Because its task is to inquire into the existence of possible criminal conduct and to return only well-founded indictments, a grand jury's investigative powers are necessarily broad. It is a grand inquest, a body with powers of investigation and inquisition, the scope of whose inquiries is not to be limited narrowly by questions of propriety or forecasts of the probable result of the investigation, or by doubts whether any particular individual will be found properly subject to an accusation of crime. Hence, the grand jury's authority to subpoena witnesses is not only historic, but essential to its task.
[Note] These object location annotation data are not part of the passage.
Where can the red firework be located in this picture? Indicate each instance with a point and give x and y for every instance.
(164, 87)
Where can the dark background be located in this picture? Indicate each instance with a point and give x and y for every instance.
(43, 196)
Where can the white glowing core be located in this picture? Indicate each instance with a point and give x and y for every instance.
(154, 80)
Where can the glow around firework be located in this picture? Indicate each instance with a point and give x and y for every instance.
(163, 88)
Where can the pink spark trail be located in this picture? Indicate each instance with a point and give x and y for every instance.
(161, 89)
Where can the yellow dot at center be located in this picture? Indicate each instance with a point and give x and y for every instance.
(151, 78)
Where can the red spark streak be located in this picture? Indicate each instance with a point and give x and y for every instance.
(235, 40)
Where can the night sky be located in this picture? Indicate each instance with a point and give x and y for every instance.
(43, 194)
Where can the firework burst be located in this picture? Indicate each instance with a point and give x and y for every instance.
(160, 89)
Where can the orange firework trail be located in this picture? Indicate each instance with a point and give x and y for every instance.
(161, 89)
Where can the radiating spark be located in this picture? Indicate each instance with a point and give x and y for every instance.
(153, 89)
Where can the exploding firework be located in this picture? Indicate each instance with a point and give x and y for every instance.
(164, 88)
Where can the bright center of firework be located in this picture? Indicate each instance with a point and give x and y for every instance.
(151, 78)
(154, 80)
This was a consolidation of three cases involving newspaper reporters who have refused to answer questions that were relevant to criminal investigation after being subpoenaed by the court. The questions asked of the reporters required them to reveal confidential information, thus, answering the pertinent questions would undermine their credibility as reporters. Furthermore, they argued that the Kentucky Reporter’s Privilege Statute and the First Amendment of the U.S. Constitution authorized them to refuse answering questions that will require them to disclose their sources and other confidential information. Although the reporters in the respective cases did not claim an absolute privilege against official interrogation in all circumstances, they asserted that the reporter should not be forced either to appear or to testify before a grand jury or at trial until and unless sufficient grounds were shown for believing that the reporter possessed information relevant to a crime the grand jury was investigating, that the information the reporter has was unavailable from other sources, and that the need for the information was sufficiently compelling to override the claimed invasion of First Amendment interests occasioned by the disclosure. In the respective cases, the district court ruled against the newspaper reporters.
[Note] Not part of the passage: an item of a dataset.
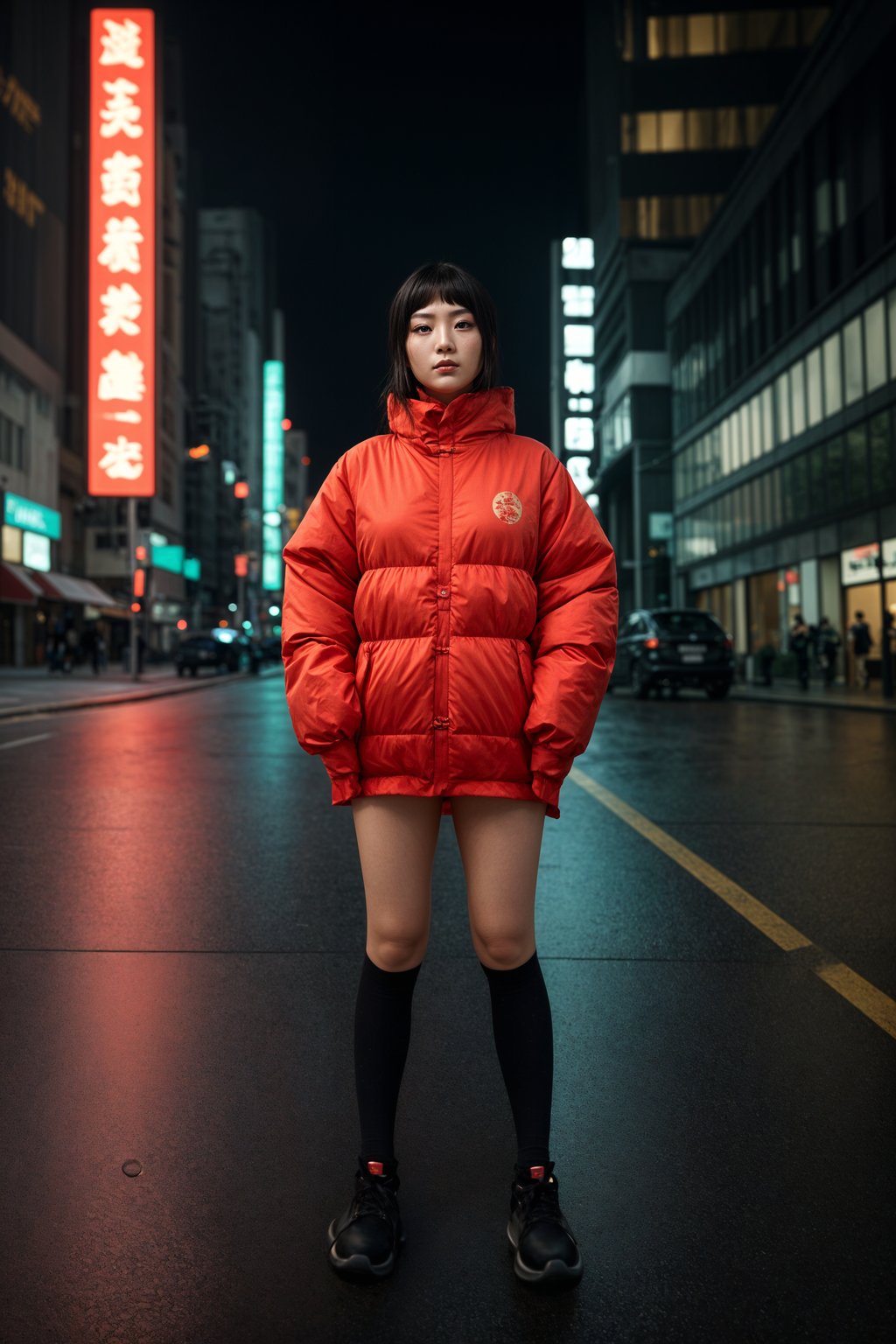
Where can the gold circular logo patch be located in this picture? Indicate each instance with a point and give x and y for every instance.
(508, 507)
By the virtue of the rights granted by the First Amendment, were the newspaper reporters exempt from disclosing confidential information that may be relevant to a criminal investigation?
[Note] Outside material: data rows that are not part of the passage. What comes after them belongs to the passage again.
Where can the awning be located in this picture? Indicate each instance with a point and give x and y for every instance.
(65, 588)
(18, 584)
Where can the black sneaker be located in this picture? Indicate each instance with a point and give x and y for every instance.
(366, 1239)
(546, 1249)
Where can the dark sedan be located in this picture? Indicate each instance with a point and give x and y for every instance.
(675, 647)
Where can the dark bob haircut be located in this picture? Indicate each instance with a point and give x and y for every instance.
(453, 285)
The Court held that the First Amendment does not relieve a newspaper reporter of the obligation that all citizens have to respond to a grand jury subpoena and answer questions relevant to a criminal investigation, and therefore the Amendment does not afford him a constitutional testimonial privilege for an agreement he makes to conceal facts relevant to a grand jury's investigation of a crime or to conceal the criminal conduct of his source or evidence thereof.